Selasa, 26 April 2011

KEBIJAKAN POLITIK INDONESIA BAIK PEMBANGUNAN NASIONAL MAUPUN PEMBANGUNAN SEKTORAL (DAERAH) DENGAN KEBIJAKAN HUTANG LUAR NEGERI INDONESIA

Kehidupan ekonomi Negara berkembang selalu terwarnai dengan sebuah permasalahan terhambatnya pembangunan yang ada lantaran kemampuan dari Negara tersebut untuk menghidupi proses pembangunan yang sedang dilakukan memiliki keterbatasan.
Keterbatasan tersebut seringkali membuat Negara perlu untuk memikirkan mekanisme penerimaan yang mampu mengatasi problem tersebut. Dengan sederhana kita bisa melihat bahwa sumber penerimaan Negara adalah melalui pajak terhadap masyarakatnya, namun bila hal ini belum dapat memenuhi tuntutan yang ada maka negara akan mengambil sebuah alternatif pembiayaan, yaitu pembiayaan melalui utang.
Utang tersebut dapat berasal dari Swasta, Negara Lain, Lembaga Donor, ataupun dari masyarakat. Konteks utang yang akan diterima pun dapat berupa hibah, pinjaman lunak, pinjaman program, maupun surat berharga.
Pada prinsipnya kemunculan utang sebagai sebuah pembiayaan bagi negara memang tidak dapat dipungkiri merupakan sebuah keniscayaan. Mengingat kita bisa melihat sebuah negara yang ingin berkembang menjadi lebih baik perlu pembiayaan yang tidak sedikit, apalagi proses pembangunan yang ada merupakan fondasi awal bagi pembangunan berkelanjutan untuk negara tersebut.
Untuk itu kita harus melihat utang bukan sebagai sebuah hal yang merugikan, tetapi ia memiliki potensi keuntungan yang besar, bila kita cermat dalam memilih utang yang kita inginkan, dan memperhatikan potensi pengembalian dari utang tersebut. Secara sederhana kita bisa melihat bahwa utang akan menjadi bermanfaat bila disertai dengan sebuah analisa mengenai kemungkinan pengembalian dari utang tersebut.
Terkait dengan hal tersebut, maka dapat dikatakan bahwa hubungan suatu negara dengan dengan pendonor utang, memiliki sebuah pertimbangan khusus dalam memilih pendonor utang tersebut. Artinya kita memandang bahwa hubungan yang baik melalui utang ini diharapkan dapat memberikan sebuah posisi yang baik bagi negara penerima utang di mata dunia Internasional, sehingga dapat kita istilahkan sebagai negara yang Good Boy
Tentu kita melihat bahwa utang memiliki potensi kegagalan dalam implementasinya dan juga dalam proses pembayaran kembali utang tersebut, untuk itu akan menjadi hal yang menarik untuk dipelajari lebih lanjut mengenai hubungan antara negara penerima dan pendonor.
Berangkat dari hal tersebut maka hubungan ini, akan menciptakan sebuah arus kepentingan yang bersifat jangka panjang, mengingat periode dan pembayaran dari utang tersebut yang memakan waktu lama.
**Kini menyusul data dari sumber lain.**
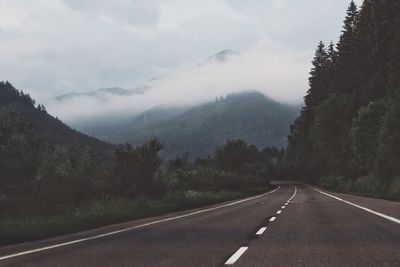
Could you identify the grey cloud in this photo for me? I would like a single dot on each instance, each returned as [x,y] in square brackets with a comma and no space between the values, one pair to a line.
[139,13]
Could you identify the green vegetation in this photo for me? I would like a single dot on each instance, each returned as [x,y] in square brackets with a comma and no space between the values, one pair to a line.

Maka dari itu proses pembinaan hubungan ini menjadi hal yang fluktuatif layaknya hubungan antara institusi, dimana kadang hubungan tersebut berlangsung dengan baik, ataupun memburuk, bahkan sampai dalam kategori pemutusan hubungan. Tentunya harus kita pahami bahwa sikap yang diambil terhadap hubungan tersebut memang memiliki nilai historis yang tidak dapat dipandang sebelah mata, hal ini disebabkan karena pertimbangan yang dimiliki oleh suatu negara untuk mengambil sikap dapat dipengaruhi oleh situasi politik dan ekonomi negara tersebut. Keinginan dari pemerintah yang berkuasa untuk memandang hubungan tersebut menjadi poin utama proses tersebut. Untuk itu mempelajari masalah utang dan kaitannya antara peran negara dengan pendonor harus dilihat dalam situasi yang bersifat historis dengan memperhatikan kondisi-kondisi ekonomi dan politik yang sedang dihadapi oleh sebuah negara.
Indonesia sebagai sebuah Negara berkembang dan pernah menjadi salah satu Negara yang diperhitungkan dalam percaturan ekonomi Asia Tenggara, bahkan dalam kurun waktu 1996-1997, atau periode menjelang krisis Indonesia mendapatkan gelar sebagai salah satu Macan Asia. Hal ini disebabkan karena pesatnya pertumbuhan ekonomi Indonesia.
Namun tidak banyak yang menyadari bahwa fundamental dari ekonomi Indonesia sesungguhnya sangatlah rapuh, hal ini kita bisa lihat pada saat Indonesia menghadapi krisis ekonomi. Indonesia menjadi Negara yang paling parah terkena dampak dari krisis dan hingga hari masih dalam proses perbaikan, jauh tertinggal dengan Negara Asia Tenggara yang lain seperti Thailand dan Malaysia yang telah melewati pasca krisis tersebut.
Pembangunan yang dilakukan meliputi, Pembangunan nasional, yang merupakan usaha untuk menigkatkan kualitas dan perikehidupan manusia dan masyarakat Indonesia yang dilakukan secara terus menerus, yang berlandaskan kemampuan nasionla dengan memanfaatkan kemajuan ilmu pengetahuan dan tekhnologi serta memperhatikan tantangan perkembangan global. Tak lupa juga pembangunan daerah yang berlandaskan nasional dan disesuakan dengan perkembangan keadaan daerah, nasional dan global serta Pembangunan sector yang meliputi usaha untuk menigkatkan kualitas pengaturan penguasaan sumberdaya dan pelayanan kepada masyarakat dan pemerintah dalam rangka pembangunan nasional, daerah, nasional, dan global sesuai dengan ruang lingkup dan tanggung jawab pembangunan sector serta sumberdaya yang ada.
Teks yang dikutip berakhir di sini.